Les puissances mondiales se lancent dans des projets ferroviaires titanesques pour améliorer leurs échanges commerciaux et favoriser le transit régional. De la Chine aux États-Unis en passant par l’Union européenne, les investissements dans le secteur du rail se multiplient depuis quelques décennies. Les enjeux géoéconomiques et géopolitiques – voire militaires – sont au cœur de la valorisation du train. Les routes ferroviaires pourraient rivaliser avec les grandes voies maritimes et proposer de nouveaux axes de transport d’ici 2040.
Depuis quelques années, le train est un moyen de transport de plus en plus attractif (écologique, rapide, etc.). De fait, les grandes puissances internationales se lancent dans des projets titanesques de réseaux ferroviaires pour faciliter les échanges entre les régions et pour manifester leur puissance sur la scène internationale. La volonté européenne de faire barrage à la Russie, les nouvelles routes de la soie ou le plan de relance ferroviaire américain témoignent de l’importance géopolitique et géoéconomique d’une stratégie ferroviaire.
La Chine dans la course au chemin de fer
La Chine développe son réseau de train à grande vitesse qui s’étend sur plus de 40 000 kilomètres en 2022. En se dotant d’une industrie ferroviaire, le pays a permis à l’entreprise chinoise China Railway Construction Corporation de devenir le premier constructeur mondial de trains à grande vitesse devant Alstom-Bombardier.

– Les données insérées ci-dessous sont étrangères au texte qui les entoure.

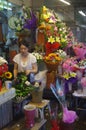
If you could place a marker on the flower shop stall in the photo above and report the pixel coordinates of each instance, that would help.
(7, 93)
(58, 38)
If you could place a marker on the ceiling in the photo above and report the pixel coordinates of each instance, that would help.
(69, 14)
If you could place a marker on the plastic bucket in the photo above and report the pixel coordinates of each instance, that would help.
(29, 111)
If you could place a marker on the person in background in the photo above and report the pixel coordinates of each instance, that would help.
(24, 61)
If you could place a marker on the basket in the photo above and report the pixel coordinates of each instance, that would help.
(51, 66)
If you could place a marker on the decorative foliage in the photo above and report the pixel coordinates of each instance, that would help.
(38, 56)
(26, 20)
(23, 86)
(55, 31)
(4, 73)
(80, 50)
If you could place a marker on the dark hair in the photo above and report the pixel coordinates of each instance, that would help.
(25, 43)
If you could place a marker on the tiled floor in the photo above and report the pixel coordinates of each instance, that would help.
(19, 124)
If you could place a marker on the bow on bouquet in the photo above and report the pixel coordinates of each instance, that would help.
(69, 116)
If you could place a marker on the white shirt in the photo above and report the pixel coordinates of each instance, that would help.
(22, 66)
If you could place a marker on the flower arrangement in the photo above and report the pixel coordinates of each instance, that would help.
(80, 50)
(52, 58)
(61, 53)
(4, 73)
(23, 86)
(82, 64)
(26, 20)
(68, 75)
(55, 30)
(70, 64)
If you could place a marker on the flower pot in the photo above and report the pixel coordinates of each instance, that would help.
(67, 126)
(29, 111)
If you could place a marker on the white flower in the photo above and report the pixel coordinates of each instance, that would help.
(27, 83)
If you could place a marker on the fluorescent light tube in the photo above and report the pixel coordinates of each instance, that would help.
(64, 1)
(82, 13)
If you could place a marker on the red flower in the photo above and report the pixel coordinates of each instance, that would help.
(49, 48)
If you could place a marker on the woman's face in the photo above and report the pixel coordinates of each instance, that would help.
(23, 50)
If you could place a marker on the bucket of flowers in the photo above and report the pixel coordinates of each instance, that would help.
(23, 87)
(4, 73)
(52, 60)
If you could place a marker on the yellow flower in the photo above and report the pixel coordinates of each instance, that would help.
(66, 76)
(57, 39)
(72, 74)
(51, 39)
(63, 40)
(8, 75)
(44, 9)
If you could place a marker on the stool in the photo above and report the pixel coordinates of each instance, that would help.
(40, 107)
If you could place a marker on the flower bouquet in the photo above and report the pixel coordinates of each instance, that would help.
(68, 116)
(55, 31)
(4, 73)
(80, 50)
(83, 83)
(23, 86)
(70, 64)
(38, 56)
(52, 60)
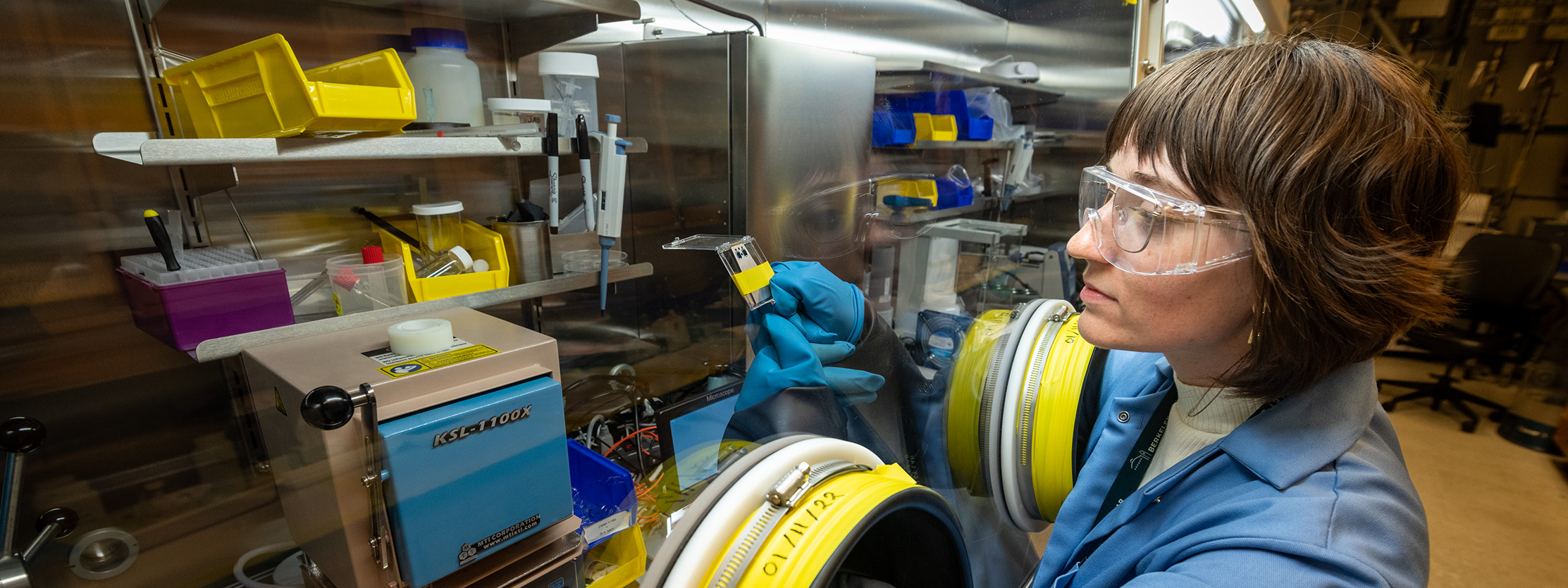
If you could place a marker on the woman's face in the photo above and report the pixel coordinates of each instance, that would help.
(1200, 322)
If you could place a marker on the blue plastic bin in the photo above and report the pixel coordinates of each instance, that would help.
(944, 102)
(889, 127)
(601, 492)
(952, 195)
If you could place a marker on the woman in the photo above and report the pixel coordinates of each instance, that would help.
(1269, 218)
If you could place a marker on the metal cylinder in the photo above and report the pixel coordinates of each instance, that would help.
(527, 250)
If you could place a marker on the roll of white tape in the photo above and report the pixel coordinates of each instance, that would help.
(421, 336)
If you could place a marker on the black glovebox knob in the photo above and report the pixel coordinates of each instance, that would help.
(326, 408)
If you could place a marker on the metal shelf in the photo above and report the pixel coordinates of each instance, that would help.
(951, 144)
(903, 218)
(144, 149)
(512, 10)
(229, 347)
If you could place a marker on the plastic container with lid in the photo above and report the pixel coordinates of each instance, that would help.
(449, 262)
(572, 87)
(217, 294)
(518, 110)
(361, 287)
(440, 225)
(446, 82)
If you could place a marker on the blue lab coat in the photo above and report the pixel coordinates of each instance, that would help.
(1309, 493)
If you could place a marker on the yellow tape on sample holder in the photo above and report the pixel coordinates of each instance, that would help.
(753, 280)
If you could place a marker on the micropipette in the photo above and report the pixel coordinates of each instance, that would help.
(612, 199)
(161, 239)
(584, 163)
(552, 151)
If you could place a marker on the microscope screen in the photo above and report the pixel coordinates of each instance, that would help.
(695, 430)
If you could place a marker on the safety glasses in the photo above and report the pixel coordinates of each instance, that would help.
(1150, 232)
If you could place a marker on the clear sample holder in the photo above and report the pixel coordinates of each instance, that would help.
(742, 258)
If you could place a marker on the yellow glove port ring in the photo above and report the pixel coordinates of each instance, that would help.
(1016, 432)
(858, 518)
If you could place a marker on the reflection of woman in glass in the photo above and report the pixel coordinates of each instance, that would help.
(1269, 218)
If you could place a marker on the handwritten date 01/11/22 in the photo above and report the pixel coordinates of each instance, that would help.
(798, 529)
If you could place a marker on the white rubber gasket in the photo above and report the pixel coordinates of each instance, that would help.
(700, 506)
(419, 336)
(993, 425)
(1018, 377)
(745, 496)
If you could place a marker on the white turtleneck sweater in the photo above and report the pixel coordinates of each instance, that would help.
(1200, 418)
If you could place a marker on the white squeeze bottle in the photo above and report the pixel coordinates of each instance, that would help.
(446, 82)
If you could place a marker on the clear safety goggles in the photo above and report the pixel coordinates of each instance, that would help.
(1150, 232)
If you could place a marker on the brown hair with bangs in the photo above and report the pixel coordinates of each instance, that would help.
(1347, 175)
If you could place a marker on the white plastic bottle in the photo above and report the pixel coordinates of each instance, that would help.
(446, 82)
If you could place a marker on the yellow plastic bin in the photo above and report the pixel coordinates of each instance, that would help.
(259, 90)
(921, 189)
(480, 242)
(626, 552)
(935, 127)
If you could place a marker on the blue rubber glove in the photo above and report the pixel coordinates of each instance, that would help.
(820, 305)
(788, 360)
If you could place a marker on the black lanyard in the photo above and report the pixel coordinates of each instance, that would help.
(1142, 455)
(1139, 458)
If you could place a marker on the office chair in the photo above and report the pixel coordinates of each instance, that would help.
(1498, 282)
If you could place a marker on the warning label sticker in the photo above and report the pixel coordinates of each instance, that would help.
(399, 365)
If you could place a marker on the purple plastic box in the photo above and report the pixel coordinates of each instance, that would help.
(190, 313)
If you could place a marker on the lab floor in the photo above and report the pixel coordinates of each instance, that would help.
(1498, 512)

L’accélération de la mise en place de liaisons ferroviaires en Chine répond à l’explosion du développement des grandes villes chinoises. Le train se place aussi comme l’alternative à l’avion la plus écologique.

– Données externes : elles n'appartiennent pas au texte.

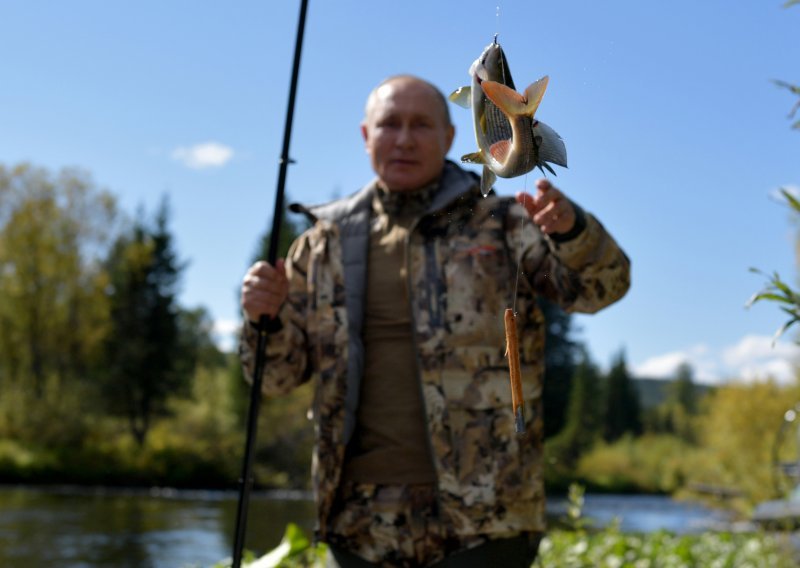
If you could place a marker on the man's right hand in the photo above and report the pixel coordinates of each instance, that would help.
(264, 290)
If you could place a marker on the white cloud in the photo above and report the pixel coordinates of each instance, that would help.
(752, 358)
(225, 334)
(205, 155)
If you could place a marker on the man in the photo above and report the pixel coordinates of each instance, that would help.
(393, 304)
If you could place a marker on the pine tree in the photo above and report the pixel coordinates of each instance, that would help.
(561, 351)
(583, 414)
(623, 410)
(144, 350)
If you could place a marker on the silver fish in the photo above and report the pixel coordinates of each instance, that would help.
(511, 142)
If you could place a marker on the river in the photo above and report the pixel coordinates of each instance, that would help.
(88, 528)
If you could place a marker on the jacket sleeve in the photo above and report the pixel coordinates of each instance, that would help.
(584, 272)
(287, 362)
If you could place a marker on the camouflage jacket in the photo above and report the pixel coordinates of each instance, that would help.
(468, 257)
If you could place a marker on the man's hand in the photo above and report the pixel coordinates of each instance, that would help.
(549, 209)
(264, 290)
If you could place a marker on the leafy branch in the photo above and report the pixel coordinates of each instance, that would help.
(794, 89)
(776, 290)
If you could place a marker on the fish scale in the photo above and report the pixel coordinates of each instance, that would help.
(510, 141)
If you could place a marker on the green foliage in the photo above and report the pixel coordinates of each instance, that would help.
(147, 358)
(294, 550)
(737, 428)
(561, 352)
(794, 89)
(53, 310)
(611, 548)
(622, 409)
(583, 420)
(676, 414)
(607, 548)
(649, 464)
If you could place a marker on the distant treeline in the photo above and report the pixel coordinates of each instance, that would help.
(106, 378)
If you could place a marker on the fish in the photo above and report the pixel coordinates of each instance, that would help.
(511, 142)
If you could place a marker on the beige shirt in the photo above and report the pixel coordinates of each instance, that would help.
(390, 443)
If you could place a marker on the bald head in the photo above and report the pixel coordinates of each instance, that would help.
(408, 80)
(407, 132)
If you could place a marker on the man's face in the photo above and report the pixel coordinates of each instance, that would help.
(407, 134)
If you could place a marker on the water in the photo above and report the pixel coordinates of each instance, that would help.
(72, 528)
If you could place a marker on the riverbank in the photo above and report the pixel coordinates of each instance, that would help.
(85, 526)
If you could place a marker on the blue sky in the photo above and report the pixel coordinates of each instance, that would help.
(677, 139)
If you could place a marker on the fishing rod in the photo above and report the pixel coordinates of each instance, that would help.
(246, 481)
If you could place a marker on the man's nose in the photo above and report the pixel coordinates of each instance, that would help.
(405, 136)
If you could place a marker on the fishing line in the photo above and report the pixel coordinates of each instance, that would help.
(519, 253)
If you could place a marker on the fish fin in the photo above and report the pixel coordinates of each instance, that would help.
(499, 150)
(473, 158)
(511, 102)
(487, 180)
(551, 148)
(543, 165)
(535, 92)
(462, 96)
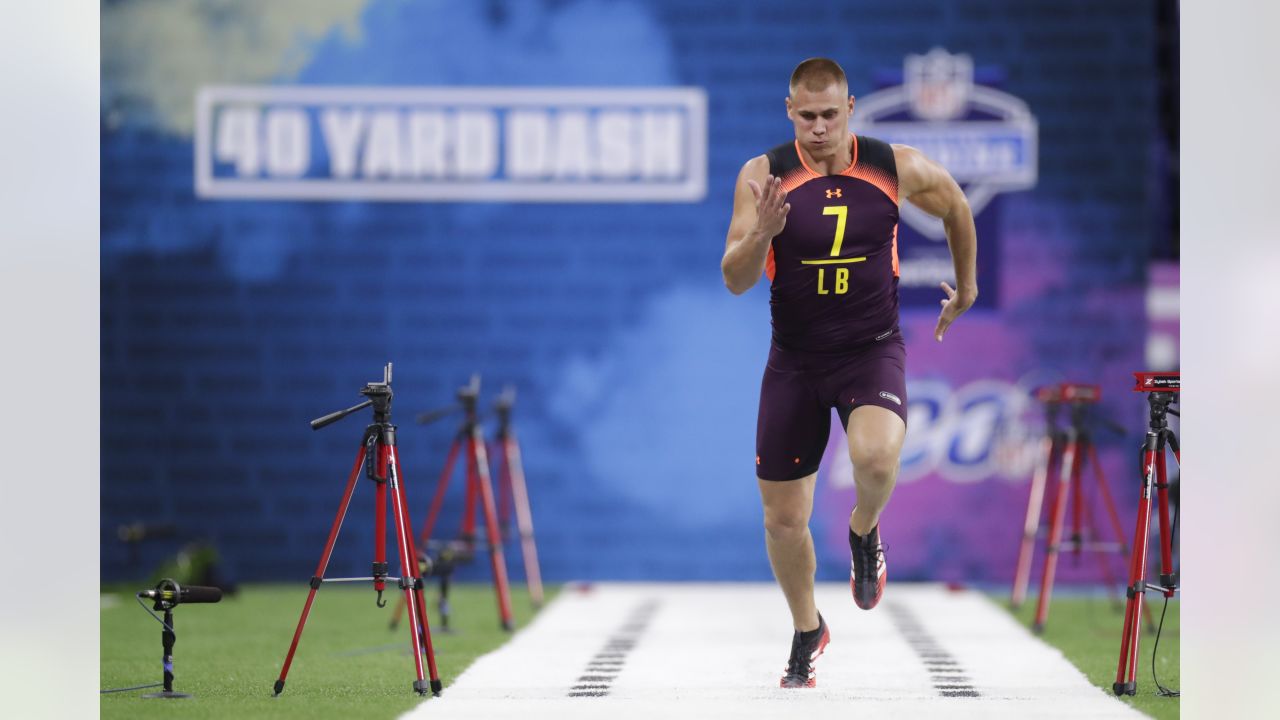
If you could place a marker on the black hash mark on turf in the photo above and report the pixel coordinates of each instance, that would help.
(604, 666)
(947, 677)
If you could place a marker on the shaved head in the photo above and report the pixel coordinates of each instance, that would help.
(817, 74)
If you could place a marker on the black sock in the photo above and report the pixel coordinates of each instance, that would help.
(855, 537)
(809, 636)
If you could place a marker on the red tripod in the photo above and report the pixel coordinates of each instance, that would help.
(1161, 388)
(1046, 466)
(383, 468)
(479, 488)
(512, 491)
(1068, 454)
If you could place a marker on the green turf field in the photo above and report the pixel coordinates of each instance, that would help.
(1087, 630)
(350, 664)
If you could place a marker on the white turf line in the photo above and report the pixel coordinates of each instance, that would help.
(718, 651)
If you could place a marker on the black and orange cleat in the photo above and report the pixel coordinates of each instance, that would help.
(805, 648)
(867, 575)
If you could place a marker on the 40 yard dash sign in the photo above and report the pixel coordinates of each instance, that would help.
(452, 144)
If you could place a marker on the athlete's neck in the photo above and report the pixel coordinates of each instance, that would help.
(840, 156)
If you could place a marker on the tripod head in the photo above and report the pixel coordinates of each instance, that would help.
(469, 401)
(379, 396)
(1162, 391)
(1080, 399)
(503, 406)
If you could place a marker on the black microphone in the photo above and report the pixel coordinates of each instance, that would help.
(170, 593)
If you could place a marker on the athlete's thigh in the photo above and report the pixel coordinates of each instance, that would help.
(876, 434)
(791, 428)
(791, 501)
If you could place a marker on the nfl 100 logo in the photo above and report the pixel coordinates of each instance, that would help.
(984, 137)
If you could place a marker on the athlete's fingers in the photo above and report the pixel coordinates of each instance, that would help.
(944, 323)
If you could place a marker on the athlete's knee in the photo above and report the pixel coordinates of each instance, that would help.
(874, 466)
(785, 524)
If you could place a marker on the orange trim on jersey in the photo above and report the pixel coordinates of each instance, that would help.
(895, 250)
(814, 173)
(795, 178)
(877, 177)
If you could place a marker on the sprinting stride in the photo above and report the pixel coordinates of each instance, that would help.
(818, 217)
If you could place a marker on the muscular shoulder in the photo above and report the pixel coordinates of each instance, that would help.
(757, 168)
(915, 172)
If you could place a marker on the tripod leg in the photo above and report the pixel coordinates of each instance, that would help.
(432, 514)
(1107, 501)
(320, 568)
(420, 633)
(1127, 669)
(439, 490)
(380, 525)
(490, 516)
(469, 509)
(496, 450)
(1055, 533)
(1166, 552)
(1031, 525)
(524, 519)
(1078, 504)
(1091, 523)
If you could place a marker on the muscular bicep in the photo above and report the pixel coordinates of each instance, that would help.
(744, 200)
(926, 183)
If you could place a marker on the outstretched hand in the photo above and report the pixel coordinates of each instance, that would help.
(952, 308)
(771, 205)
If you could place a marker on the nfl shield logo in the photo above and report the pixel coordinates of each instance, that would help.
(938, 83)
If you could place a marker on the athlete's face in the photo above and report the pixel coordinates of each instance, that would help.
(821, 118)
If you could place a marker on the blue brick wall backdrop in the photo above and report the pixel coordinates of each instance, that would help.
(227, 324)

La Chine ambitionne de créer de nouvelles routes de la soie pour favoriser les échanges commerciaux entre l’empire du Milieu et l’Europe. Le train étant un moyen de transport largement utilisé au-delà des frontières chinoises, il permet de rejoindre l’Europe par la Russie (par Manzhouli) mais aussi par les républiques d’Asie centrale. La guerre en Ukraine freine la Belt and Road Initiative, particulièrement la ligne passant par le Kazakhstan, la Russie et la Biélorussie. Ce contexte révèle l’importance pour la Chine de développer différentes routes commerciales. La stratégie du développement du rail permet aussi à Pékin de conserver un contrôle sur des régions éloignées et particulièrement sur les territoires ouïghours et tibétains, et ainsi de faire taire les revendications indépendantistes. Le transit ferroviaire par la région du Xinjiang, pour rejoindre le Pakistan et l’Asie centrale, permet de renforcer le contrôle sur la population ouïghoure tout en favorisant l’indépendance chinoise vis-à-vis de la Russie et de l’Inde, ses principaux concurrents dans la région.

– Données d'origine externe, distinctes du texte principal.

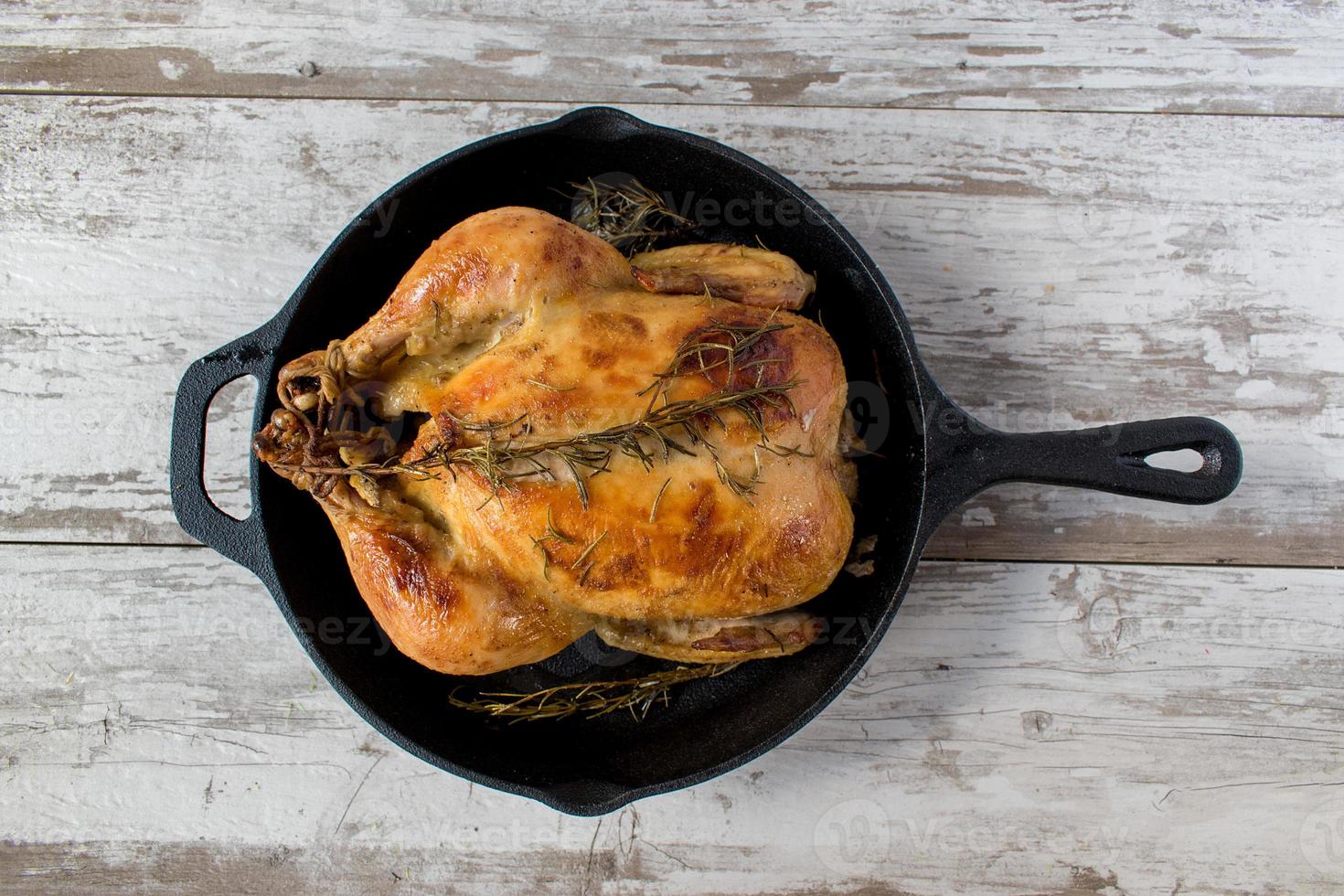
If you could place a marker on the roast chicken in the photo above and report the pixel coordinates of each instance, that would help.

Le port de Gwadar (Pakistan) est un point stratégique développé pour la Belt and Road Initiative permettant à la Chine de rejoindre l’océan Indien sans passer par la mer de Chine. Le port lui offre une interface maritime en mer d’Arabie pour désenclaver la Chine de l’Est et qui lui permet de réduire les coûts de transport maritime en évitant le détroit de Malacca. La Chine veut relier ce port à son réseau ferroviaire, permettant ainsi un transit de marchandises entre ce dernier et l’Himalaya en passant par le Xinjiang. Ce projet CPEC (China-Pakistan Economic Corridor) lancé en 2016, offre à la Chine un accès au détroit d’Ormuz où transite plus de 20 % du pétrole mondial. Enfin, en cas de conflit en mer de Chine, il semblerait que la ligne vers le port de Gwadar soit un moyen pour la Chine de continuer son commerce avec l’Europe et de l’Afrique qu’elle convoite depuis plusieurs années.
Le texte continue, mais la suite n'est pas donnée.